M.B. : L’Occident s’est construit sur une culture qui croyait que, pour être libre, il fallait dominer. Dominer la nature, ses instincts, ses passions… Les gens qui viennent s’allonger sur le divan ne viennent pas chercher autre chose : apprendre à maîtriser des boucles autonomes qui échappent de tous les coins pour être libres. L’Occident pense que tout destin est fatalité. Le grand défi de notre époque, c’est de réarticuler l’idée de liberté, non comme libre-arbitre mais comme assomption du destin. Car qui n’assume pas son destin se le reçoit sur la gueule comme fatalité. Le destin, c’est l’appel : ce n’est pas moi qui décide de tomber amoureux, ce n’est pas moi qui décide que telle couleur va me travailler toute ma vie ou que le théâtre me happe.
Nous sommes tous une résultante – au sens physique – de données multiples. Parmi ces données, le « moi » n’est pas ce qui dirige, c’est juste un élément de plus. Ce que nous nommons, d’un point de vue scientifique, « essence » ou « destinée » n’a rien à voir avec la transcendance. Les appels que nous ressentons ont à voir avec une multitude de données (notre histoire, notre peuple, les climats, l’écologie, les étoiles…). Le problème de l’Occident, c’est qu’il croit que la conscience devrait orienter la résultante, alors qu’elle n’est qu’un élément de plus. Quand nous sommes happés, nous expérimentons que nous sommes une multiplicité qui ne s’identifie pas avec notre personne ou notre carte d’identité. Les romantiques allemands avaient parfaitement compris cela.
Cette résultante, mouvante et changeante bien sûr, c’est ce qu’on appelle le « destin » de quelqu’un.
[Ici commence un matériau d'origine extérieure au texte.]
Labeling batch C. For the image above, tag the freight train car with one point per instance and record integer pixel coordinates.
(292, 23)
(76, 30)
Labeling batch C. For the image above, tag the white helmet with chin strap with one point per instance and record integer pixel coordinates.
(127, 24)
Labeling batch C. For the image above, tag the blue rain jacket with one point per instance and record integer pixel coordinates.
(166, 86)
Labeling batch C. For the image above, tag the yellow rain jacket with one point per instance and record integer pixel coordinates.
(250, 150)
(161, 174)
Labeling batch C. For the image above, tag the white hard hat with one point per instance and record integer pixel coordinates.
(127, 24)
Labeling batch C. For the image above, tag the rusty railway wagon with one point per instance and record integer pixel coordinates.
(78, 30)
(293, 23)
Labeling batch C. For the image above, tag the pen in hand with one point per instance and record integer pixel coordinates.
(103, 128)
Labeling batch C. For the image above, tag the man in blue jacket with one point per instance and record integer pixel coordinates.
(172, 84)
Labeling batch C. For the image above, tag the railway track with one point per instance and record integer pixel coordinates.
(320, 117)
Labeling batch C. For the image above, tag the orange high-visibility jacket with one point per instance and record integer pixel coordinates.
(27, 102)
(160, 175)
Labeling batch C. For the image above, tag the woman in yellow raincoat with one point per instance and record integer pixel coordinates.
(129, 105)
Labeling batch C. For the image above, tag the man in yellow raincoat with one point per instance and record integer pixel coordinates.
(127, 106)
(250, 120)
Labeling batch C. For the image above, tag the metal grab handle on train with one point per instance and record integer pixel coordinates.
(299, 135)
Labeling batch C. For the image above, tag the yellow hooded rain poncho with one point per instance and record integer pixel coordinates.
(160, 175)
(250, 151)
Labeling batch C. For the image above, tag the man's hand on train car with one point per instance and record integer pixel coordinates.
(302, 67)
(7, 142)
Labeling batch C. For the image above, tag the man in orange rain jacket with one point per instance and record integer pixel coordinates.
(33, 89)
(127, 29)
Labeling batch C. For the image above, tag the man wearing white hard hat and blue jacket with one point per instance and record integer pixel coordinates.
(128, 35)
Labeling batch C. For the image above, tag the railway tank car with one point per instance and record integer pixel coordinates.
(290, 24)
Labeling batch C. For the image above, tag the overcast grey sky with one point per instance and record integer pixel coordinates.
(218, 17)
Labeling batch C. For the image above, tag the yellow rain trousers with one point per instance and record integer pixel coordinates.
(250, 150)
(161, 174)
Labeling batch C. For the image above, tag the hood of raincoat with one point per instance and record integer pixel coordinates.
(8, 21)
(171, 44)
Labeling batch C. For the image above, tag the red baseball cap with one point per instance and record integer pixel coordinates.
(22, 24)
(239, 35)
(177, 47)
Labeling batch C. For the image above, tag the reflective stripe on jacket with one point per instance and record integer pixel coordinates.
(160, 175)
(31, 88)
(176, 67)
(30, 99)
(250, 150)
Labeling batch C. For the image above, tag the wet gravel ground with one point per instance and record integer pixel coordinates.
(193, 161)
Alors, plus je veux être moi, moins j’existe puisque je m’identifie avec un seul élément de la multiplicité. Un toxicomane identifie sa multiplicité à une seule boucle, et il en souffre. Mais l’homme d’affaires est dans la même impasse, puisqu’il identifie sa multiplicité à une seule boucle : gagner des sous. Et l’homme de pouvoir, idem.
Dans l’amour, on est happé, au milieu de sa tranquillité, par un devenir amoureux qui vient déranger l’équilibre qu’on peut avoir. Alors qu’est-ce qu’on peut demander à l’amour ? Rien, car ce n’est pas notre partenaire. On peut juste essayer de l’assumer en apprenant petit à petit – et c’est un chemin lent et infinitésimal – à ne pas tout détruire ou à se suicider ou à casser tous les liens parce que la passion est trop forte. C’est un apprentissage, à l’instar du peintre : celui qui est happé au début par deux ou trois couleurs et quelques formes, il doit apprendre petit à petit. Si tu es happé, et bien tu dois te mettre à travailler. Ca peut sembler aberrant, mais l’amour c’est exactement le même devenir. Il s’agit d’explorer, comme le peintre, les nouveaux sentiments, les nouveaux liens, les nouveaux rapports… Si on crie « ça y ‘est ! », on tue l’amour. C’est la fainéantise du monde qui refuse de passer par le chemin de dépouillement qu’a suivi un Miles Davis, par exemple. Le désir, ce n’est que de l’appel au travail.